Symptoms of STDs in Women

November 12, 2012

Symptoms of STDs in Women

Sexually transmitted diseases (STDs) are a group of diseases that are passed through contact with the anus, the genitalia and bodily fluids. The only exception is HIV/AIDS, which can be contracted through a transfusion of blood from an infected person. They cannot be transmitted through public toilet seats, residue left on doorknobs or by shaking someone’s hand. STDs in women are particularly insidious since not only is the woman affected but so can her unborn children. Particular diseases include:

  • HIV/AIDS

  • Genital herpes

  • Human papilloma virus, which can cause genital warts or cervical cancer in women

  • Gonorrhea (or “the clap”)

  • Chlamydia

  • Syphilis

  • Chancroid

Depending on the particular disease, symptoms of STDs in women may not begin until days, weeks or even months after sexual contact with an infected partner.

Warning Signs

Although there are many different kinds of STDs in women, the symptoms are similar. If you have one or more of these symptoms, avoid sexual contact with anyone until your condition is cleared up. These symptoms include:

  • Smelly vaginal discharge

  • Blood-tinged urine or vaginal discharge

  • Discolored or cloudy urine

  • Pus in urine

  • Painful, burning urination

  • Pain during sex

  • Strange growths on the genitals, anus or inner thighs

  • Strange growths inside of the genitals or rectum

  • Pain in the lower abdomen that is not menstrual cramps

  • Intensely itchy genitals

  • Only able to urinate a small amount at a time.

These symptoms of STDs in women are also similar to a bladder infection or other urinary tract infection.

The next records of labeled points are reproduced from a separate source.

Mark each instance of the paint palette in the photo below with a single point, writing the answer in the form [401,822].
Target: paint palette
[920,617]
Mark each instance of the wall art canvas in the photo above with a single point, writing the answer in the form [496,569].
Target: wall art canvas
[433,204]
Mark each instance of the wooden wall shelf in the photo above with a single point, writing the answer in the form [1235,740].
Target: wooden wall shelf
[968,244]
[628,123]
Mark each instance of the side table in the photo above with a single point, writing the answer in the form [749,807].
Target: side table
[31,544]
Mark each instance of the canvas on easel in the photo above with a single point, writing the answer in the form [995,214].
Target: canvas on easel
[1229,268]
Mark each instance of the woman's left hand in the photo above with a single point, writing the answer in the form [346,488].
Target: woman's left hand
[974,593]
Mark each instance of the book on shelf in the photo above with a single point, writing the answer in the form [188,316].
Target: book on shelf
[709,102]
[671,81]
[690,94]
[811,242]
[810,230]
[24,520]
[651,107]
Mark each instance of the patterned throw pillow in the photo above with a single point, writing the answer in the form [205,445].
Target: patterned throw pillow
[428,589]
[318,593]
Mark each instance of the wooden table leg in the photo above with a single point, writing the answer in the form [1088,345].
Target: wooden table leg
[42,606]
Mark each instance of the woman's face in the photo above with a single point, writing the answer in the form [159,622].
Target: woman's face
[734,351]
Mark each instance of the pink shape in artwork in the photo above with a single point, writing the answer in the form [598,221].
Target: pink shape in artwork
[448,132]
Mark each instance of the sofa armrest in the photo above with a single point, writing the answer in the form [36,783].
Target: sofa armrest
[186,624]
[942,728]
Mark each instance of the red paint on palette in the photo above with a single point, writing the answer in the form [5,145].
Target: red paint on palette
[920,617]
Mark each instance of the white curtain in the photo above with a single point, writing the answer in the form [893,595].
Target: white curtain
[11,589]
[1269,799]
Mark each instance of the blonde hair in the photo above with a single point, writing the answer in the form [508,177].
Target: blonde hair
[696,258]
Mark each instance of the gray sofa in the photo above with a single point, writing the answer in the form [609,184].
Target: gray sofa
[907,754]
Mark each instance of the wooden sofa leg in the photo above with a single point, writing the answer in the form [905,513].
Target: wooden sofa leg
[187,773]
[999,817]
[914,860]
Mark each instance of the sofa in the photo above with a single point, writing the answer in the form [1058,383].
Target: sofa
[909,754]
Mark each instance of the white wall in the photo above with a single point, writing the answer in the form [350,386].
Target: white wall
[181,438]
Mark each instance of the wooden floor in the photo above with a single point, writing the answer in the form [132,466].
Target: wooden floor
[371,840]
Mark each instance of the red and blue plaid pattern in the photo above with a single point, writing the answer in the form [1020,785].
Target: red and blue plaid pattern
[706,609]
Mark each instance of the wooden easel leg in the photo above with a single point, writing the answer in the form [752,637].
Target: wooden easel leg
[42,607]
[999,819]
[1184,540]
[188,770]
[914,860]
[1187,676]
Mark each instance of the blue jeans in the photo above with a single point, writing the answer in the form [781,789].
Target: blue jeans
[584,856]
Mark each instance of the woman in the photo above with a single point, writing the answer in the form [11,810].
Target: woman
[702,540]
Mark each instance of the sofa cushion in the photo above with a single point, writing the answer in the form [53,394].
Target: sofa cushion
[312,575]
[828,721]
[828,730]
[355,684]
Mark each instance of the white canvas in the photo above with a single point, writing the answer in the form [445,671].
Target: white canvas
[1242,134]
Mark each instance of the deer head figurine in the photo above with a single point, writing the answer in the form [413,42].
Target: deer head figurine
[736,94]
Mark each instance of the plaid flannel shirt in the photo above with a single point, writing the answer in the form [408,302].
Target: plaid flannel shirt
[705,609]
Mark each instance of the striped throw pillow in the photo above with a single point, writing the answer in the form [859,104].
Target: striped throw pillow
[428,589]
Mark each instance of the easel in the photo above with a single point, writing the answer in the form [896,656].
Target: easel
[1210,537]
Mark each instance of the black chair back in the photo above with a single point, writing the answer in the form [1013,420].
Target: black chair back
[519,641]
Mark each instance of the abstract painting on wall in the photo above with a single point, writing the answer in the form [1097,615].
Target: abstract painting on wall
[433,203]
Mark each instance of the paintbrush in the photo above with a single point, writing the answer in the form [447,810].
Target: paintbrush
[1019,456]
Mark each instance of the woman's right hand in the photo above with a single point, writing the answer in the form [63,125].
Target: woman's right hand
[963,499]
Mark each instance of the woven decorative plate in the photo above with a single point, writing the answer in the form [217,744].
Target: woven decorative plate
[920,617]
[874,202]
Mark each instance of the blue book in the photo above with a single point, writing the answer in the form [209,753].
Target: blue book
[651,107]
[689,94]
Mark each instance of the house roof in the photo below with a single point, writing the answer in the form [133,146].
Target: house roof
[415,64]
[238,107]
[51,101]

Those are other conditions which needs treatment from a doctor.

Unusual Symptoms

Sometimes symptoms of STDs in women seem more like a virus or cold. They should still be checked out, especially if you recently had sex with a new partner or had unprotected sex:

  • Skin rash which may or may not itch

  • Sore throat

  • Open sores on the skin or mouth

  • Thinning hair or the development of bald patches

  • Low grade fever that does not go away in a few days

No Symptoms

It is possible for some STDs in women to not show any symptoms at all. For example, about half of women with gonorrhea do not show any symptoms. If left untreated, these STDs can cause fertility problems, birth defects or predispose a woman to cancer of the reproductive organs. Annual cervical smears, along with blood and urine tests for STDs, can help a woman discover if she is carrying an STD, even if she appears healthy.

  • When should women get tested for STDs?

  • When a woman get a new sexual partner

  • When a woman has multiple partners

  • When a man has had intercourse with her and did not wear a condom

  • When a woman is thinking about getting pregnant

  • When a woman is an intravenous drug user or “shoots up” to get high

  • When a woman has had a new partner since the last time she was tested

  • When a woman has previously suffered from an STD.